Arnuwanda snorted.
Mago rolled on top of his opponent and got his arm across his throat. ‘I suppose the boy is more your sort.’
‘Yes. Sure. And I’d do to him what a Roman legionary would have done to your Carthaginian grandmother if we Hatti hadn’t saved the day. .’ And he flexed, flipped, and managed to roll Mago over so he had him pinned face down, if briefly.
Alxa murmured to her brother, ‘Romans?’
‘Some trading post in Greater Greece, I think.’ Nelo shrugged. He produced a block of paper and began to sketch the wrestling princes, in brisk, confident strokes.
Mago pushed his opponent off, jumped to his feet, and the two closed again with a shuddering crash. ‘So,’ Mago grunted as he worked, ‘what do you think of these Northlanders?’
‘What am I supposed to think? They have mountains of dried fish, culled from that ocean of theirs. We have famine. So here we are.’
‘They also have the bones of your god Jesus stuffed in their Wall. And His Mother.’
‘True,’ Arnuwanda said. ‘They pretend to a moral authority which- Get your finger out of my ear, African!’ The Hatti forced Mago’s arm away from his head by brute force. ‘They pretend to impose peace between warring religions. In fact they draw pilgrims to the relics they have stolen, and milk them of their cash. They are hypocrites.’

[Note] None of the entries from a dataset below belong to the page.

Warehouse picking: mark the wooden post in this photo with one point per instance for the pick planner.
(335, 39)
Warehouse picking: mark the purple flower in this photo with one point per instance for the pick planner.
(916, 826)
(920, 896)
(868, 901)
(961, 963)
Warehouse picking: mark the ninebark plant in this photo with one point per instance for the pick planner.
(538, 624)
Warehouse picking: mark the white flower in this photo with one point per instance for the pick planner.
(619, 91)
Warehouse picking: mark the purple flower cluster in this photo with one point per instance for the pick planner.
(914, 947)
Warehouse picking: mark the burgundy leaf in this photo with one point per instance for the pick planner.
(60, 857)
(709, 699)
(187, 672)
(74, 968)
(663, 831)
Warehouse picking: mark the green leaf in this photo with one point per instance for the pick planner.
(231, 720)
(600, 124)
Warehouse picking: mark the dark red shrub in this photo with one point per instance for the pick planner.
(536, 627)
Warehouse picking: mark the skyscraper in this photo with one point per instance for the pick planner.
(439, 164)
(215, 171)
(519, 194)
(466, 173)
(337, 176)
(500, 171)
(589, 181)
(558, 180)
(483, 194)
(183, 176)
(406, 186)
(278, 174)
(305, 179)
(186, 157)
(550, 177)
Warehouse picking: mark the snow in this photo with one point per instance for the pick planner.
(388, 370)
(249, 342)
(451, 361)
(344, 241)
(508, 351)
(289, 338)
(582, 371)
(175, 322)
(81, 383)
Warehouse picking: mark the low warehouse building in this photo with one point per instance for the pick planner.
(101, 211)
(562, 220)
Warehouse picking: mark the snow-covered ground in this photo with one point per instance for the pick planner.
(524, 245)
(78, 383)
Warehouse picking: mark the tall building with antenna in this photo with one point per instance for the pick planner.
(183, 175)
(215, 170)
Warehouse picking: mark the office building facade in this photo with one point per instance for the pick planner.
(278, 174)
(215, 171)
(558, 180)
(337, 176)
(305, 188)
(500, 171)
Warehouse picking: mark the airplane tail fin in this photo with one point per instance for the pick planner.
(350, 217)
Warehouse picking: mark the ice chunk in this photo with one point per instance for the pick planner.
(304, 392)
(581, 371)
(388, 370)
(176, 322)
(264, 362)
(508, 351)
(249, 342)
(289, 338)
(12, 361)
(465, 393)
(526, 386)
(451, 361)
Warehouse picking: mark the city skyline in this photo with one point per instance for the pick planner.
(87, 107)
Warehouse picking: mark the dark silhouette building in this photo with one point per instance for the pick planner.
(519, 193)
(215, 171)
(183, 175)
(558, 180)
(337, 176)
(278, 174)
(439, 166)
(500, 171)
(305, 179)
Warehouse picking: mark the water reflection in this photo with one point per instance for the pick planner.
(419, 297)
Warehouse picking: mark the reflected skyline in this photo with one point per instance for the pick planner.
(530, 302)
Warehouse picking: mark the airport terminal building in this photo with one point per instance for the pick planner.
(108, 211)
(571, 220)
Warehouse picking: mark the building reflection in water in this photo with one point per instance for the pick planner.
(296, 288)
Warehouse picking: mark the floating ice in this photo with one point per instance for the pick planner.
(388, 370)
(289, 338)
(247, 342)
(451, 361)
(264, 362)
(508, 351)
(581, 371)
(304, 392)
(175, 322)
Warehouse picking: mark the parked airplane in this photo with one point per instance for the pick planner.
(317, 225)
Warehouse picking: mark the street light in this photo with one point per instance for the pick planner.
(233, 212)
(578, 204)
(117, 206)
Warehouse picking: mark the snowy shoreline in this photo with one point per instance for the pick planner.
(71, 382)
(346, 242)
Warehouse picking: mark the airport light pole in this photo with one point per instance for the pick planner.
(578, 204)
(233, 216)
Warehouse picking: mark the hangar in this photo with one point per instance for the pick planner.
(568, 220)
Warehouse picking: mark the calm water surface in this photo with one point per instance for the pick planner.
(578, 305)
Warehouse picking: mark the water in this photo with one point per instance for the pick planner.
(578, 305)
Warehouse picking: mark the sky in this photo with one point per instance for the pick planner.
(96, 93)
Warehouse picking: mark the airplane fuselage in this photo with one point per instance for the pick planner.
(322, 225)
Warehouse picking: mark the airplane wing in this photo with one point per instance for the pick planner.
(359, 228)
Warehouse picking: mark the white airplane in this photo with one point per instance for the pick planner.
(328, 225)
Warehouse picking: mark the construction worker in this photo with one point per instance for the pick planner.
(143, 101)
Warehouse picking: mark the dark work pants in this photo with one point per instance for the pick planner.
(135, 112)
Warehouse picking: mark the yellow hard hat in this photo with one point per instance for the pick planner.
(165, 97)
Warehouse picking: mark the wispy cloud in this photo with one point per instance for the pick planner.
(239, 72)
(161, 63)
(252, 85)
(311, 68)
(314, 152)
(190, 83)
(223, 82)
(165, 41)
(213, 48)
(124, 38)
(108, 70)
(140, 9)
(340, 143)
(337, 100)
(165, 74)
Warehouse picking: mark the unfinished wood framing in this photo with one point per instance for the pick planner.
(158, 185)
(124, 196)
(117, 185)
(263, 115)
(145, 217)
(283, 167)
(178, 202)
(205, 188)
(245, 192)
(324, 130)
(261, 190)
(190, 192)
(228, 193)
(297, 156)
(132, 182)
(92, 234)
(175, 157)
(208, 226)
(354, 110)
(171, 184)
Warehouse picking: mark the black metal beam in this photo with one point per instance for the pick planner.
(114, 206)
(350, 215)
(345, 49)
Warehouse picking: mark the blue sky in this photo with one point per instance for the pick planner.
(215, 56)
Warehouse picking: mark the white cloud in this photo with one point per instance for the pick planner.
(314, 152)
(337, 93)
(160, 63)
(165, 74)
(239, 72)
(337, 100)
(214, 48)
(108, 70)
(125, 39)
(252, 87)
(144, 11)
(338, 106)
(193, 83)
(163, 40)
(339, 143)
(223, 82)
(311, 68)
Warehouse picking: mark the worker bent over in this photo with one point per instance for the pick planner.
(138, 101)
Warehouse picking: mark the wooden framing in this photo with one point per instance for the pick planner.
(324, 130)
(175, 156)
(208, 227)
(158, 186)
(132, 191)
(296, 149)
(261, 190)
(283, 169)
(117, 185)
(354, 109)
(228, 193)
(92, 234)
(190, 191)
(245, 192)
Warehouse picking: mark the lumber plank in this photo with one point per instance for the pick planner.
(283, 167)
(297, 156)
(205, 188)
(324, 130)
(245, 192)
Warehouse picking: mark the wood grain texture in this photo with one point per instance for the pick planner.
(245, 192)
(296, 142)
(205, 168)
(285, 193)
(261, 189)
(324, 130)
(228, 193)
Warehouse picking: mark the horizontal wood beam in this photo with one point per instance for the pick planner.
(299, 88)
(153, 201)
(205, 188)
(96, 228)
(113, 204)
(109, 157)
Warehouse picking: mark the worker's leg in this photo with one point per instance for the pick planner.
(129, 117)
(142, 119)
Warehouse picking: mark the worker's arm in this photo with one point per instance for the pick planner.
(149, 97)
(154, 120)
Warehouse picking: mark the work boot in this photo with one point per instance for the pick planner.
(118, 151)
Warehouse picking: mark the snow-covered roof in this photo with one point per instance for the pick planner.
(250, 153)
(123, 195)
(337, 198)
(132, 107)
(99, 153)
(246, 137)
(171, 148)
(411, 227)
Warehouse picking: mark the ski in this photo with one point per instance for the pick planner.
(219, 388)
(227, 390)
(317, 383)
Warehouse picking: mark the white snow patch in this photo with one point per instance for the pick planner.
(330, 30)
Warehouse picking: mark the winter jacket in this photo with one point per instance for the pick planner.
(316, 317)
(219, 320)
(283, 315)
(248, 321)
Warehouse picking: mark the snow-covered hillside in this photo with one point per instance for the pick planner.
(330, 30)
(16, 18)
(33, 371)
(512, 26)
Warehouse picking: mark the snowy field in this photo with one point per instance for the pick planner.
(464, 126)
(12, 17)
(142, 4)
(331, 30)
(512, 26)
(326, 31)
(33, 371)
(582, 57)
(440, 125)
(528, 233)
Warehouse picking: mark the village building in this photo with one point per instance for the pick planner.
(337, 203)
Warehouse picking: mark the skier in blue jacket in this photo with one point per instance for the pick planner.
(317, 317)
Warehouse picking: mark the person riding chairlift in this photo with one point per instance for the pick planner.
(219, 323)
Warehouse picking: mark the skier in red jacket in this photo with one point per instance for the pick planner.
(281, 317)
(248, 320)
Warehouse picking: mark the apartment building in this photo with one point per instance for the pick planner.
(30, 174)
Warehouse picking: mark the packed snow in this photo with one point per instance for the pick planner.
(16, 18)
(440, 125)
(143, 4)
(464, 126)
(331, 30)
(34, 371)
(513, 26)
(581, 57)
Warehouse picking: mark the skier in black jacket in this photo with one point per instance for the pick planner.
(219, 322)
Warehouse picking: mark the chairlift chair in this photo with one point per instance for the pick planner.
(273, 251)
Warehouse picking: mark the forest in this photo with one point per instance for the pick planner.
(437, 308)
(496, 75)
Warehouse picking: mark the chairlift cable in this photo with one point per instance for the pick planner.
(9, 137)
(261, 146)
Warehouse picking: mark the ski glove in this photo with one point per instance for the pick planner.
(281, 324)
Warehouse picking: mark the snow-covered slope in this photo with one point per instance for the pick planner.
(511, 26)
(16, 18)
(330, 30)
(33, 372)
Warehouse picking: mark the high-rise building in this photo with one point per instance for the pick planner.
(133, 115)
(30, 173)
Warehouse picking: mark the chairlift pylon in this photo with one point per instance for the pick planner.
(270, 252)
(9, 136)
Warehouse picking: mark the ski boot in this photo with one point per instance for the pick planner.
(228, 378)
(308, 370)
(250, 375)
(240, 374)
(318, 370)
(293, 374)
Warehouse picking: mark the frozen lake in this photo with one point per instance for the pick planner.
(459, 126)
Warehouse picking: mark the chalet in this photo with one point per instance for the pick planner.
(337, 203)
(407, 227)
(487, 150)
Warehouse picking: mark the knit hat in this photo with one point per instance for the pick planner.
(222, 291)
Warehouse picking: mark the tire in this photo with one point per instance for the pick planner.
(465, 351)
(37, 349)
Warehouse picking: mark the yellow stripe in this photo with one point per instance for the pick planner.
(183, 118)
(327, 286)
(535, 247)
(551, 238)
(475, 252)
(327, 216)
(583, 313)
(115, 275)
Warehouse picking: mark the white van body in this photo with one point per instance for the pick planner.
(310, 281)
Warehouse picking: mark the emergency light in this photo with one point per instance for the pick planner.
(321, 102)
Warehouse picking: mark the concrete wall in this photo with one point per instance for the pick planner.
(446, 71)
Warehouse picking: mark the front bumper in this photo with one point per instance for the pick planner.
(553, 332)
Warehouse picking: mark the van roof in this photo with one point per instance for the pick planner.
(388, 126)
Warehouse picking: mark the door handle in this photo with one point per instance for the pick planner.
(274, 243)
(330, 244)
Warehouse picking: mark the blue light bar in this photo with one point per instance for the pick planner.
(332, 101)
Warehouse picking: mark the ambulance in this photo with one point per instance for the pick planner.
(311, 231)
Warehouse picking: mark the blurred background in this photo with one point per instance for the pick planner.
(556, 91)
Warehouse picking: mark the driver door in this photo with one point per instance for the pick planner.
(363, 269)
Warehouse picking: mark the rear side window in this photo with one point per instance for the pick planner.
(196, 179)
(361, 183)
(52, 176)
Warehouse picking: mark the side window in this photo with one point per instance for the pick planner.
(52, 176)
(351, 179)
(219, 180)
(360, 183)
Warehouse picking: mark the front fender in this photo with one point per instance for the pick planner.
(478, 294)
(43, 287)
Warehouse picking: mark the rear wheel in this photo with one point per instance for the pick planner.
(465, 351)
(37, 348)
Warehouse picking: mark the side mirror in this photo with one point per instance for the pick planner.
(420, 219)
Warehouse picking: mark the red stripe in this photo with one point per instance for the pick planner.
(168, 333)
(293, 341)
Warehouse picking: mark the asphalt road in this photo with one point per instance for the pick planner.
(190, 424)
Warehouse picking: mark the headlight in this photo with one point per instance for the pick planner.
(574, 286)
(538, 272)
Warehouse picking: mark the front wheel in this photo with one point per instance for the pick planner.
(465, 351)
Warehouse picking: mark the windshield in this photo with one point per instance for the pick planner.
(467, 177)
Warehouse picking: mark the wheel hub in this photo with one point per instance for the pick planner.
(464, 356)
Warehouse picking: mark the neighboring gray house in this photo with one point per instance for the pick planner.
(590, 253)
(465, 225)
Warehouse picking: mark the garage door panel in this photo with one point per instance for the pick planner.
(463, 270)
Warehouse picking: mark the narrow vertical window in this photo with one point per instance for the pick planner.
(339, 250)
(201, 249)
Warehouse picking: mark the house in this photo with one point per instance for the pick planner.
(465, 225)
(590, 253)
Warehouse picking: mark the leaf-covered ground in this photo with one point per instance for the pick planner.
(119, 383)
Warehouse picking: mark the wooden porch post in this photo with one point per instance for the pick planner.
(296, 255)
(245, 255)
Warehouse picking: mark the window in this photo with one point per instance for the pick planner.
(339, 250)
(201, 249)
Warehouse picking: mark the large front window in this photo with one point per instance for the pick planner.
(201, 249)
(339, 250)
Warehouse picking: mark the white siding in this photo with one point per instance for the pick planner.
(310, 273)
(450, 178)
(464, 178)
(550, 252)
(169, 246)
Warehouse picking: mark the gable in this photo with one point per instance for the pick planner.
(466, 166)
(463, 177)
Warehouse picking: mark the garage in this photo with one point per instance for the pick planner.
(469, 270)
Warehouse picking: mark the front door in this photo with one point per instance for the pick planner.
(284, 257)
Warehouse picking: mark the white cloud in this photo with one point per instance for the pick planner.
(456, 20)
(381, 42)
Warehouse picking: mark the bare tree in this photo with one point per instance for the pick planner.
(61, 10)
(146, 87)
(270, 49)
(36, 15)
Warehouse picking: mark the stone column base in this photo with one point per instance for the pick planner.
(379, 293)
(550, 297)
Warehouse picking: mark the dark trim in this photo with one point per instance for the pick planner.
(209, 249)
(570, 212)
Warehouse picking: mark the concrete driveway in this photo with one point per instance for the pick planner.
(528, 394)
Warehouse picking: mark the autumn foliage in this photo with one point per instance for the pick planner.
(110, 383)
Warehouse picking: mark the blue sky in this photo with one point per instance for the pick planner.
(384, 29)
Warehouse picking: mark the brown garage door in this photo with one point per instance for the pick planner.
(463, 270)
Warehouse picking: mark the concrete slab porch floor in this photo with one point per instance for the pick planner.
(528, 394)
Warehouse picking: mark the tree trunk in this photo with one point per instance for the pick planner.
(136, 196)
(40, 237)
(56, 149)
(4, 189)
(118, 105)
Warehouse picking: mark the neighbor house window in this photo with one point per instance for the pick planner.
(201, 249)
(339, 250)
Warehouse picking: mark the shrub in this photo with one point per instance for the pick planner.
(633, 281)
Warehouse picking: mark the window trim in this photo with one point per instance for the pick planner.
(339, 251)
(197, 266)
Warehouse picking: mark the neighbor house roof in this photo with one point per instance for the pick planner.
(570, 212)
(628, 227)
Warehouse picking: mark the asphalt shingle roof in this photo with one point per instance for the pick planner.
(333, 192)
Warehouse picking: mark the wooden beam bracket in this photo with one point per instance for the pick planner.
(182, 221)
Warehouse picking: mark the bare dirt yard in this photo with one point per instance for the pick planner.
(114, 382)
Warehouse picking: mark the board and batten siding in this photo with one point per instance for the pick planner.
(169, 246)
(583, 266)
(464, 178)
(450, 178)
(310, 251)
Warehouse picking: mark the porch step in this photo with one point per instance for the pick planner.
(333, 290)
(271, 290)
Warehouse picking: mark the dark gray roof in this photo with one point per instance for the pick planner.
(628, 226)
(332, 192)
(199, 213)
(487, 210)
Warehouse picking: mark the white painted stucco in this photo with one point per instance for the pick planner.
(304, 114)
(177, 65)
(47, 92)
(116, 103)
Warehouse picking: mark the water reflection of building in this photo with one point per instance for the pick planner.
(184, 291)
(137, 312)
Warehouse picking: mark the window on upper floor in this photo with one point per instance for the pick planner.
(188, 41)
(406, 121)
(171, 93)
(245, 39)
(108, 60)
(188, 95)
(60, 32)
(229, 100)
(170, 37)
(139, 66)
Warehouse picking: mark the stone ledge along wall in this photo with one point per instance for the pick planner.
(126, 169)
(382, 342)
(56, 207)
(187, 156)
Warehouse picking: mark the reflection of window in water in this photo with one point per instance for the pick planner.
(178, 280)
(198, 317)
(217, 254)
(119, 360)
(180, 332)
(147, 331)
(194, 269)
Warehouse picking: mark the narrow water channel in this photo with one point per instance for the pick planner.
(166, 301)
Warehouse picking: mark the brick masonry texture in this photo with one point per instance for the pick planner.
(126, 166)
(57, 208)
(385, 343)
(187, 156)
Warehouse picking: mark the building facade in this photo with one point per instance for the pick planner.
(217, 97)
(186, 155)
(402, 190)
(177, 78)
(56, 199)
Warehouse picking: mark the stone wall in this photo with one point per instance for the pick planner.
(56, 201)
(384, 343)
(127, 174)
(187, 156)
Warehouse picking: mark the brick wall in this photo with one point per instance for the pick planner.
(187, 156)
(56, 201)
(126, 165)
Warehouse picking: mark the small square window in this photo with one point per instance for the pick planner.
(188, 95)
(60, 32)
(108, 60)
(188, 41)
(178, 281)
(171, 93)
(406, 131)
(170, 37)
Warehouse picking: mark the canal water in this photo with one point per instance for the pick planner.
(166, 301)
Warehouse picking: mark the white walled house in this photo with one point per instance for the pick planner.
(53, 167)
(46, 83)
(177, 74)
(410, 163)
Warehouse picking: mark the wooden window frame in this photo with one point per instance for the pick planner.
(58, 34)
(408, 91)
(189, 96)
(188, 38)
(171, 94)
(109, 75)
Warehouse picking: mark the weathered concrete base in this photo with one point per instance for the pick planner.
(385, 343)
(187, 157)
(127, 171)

‘I agree.’ Mago whirled, tried to get the Hatti in an armlock, but Arnuwanda spun away and Mago ended up face down on the floor again. Spitting out dust, Mago twisted his head to speak. ‘And they claim to despise farmers. We’re all “cattle-folk” to them. Yet they hire soldiers from the farming lands, the Franks and the Germans and the others, to keep out the rest of the rabble.’
‘Hmm. Well, that might not help them much longer.’ Arnuwanda got one arm free, pinned Mago with the weight of his body, and slammed his forearm down on the Carthaginian’s head. ‘Had enough?’
‘Bugger yourself. What do you mean, not much longer?’ Mago twisted with a mighty heave, throwing the Hatti off.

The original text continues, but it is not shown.